I thought about the story I had told in class a few hours before. That wasn't the real reason. What was it? Was I jealous of her love for Peter? I don't think so. It was, among other things, a petty contempt. I was not comfortable with contempt. It is dangerous to be contemptuous of a positive emotion one cannot even imagine, this "love" that forgave the other's acts of violence. I thought of Ellen's suggestion, that perhaps Claudine was the violent one, perhaps her injuries were visible signs of Peter's self-defense rather than his acts of aggression. Then I discovered the real reason. It no longer mattered who was the aggressor; I understood now, after looking at that naked face this morning–honest, terrible, in no way enviable–that they collaborated in the abuse of her body; the victim existed only in the poverty of my imagination.
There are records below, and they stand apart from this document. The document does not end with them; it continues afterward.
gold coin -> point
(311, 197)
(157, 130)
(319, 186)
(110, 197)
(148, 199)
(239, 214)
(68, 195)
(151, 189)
Claudine was waiting. I met her eyes; I maintained my blank expression. "All right. The fact is that the project is taking up too much of my time. I've been neglecting a new novel. I haven't written a word, in fact, for two months."

"Well, we could slow down a little, meet less often."

"This book needs to be written now."

"Can't you work on it and the project too?"

"Physically, I suppose I could. But I know my work habits. I can't engage my writing energy on two tasks at once. Reading the papers and filling out the data forms is teaching energy, and I can manage that till the end of the semester."

"You promised to write your summary of what we had observed."

"I agreed to do that. I'll do it."

"Well, what is it you don't want to do?"

"I don't have time for the meetings, and they are important to the analysis. By the time I get home, I'm too tired to write. I usually write in the evenings, eight to midnight. But that's after three or four hours of getting school out of my system." It was a lie, but my work habits were private matters. I've always been a good liar. I think it comes with the fiction territory. You become a plausible inventor, and the skill transfers to the real world. You learn how to give away a character's lie, and observing the body language of lying, you can learn not to use it. I faced her down, waiting for her to reply.

She just looked at me; it seemed like minutes. Probably not. At last she turned her chair back to her desk. I turned to mine, picking up a stack of papers from my fiction class. It was one; the class met that evening.

"I don't believe you," she said. I ignored the invitation.

After about five minutes–the reading of one paper–she stood up abruptly, gathered her purse and briefcase from under her desk, and left without a word, her heels clicking angrily on the hard floor in the hall. I felt relief, like a man who's finally gone to get a dreaded diagnosis, only to learn the clutching pain in his chest is not angina but something trivial, however much it hurts.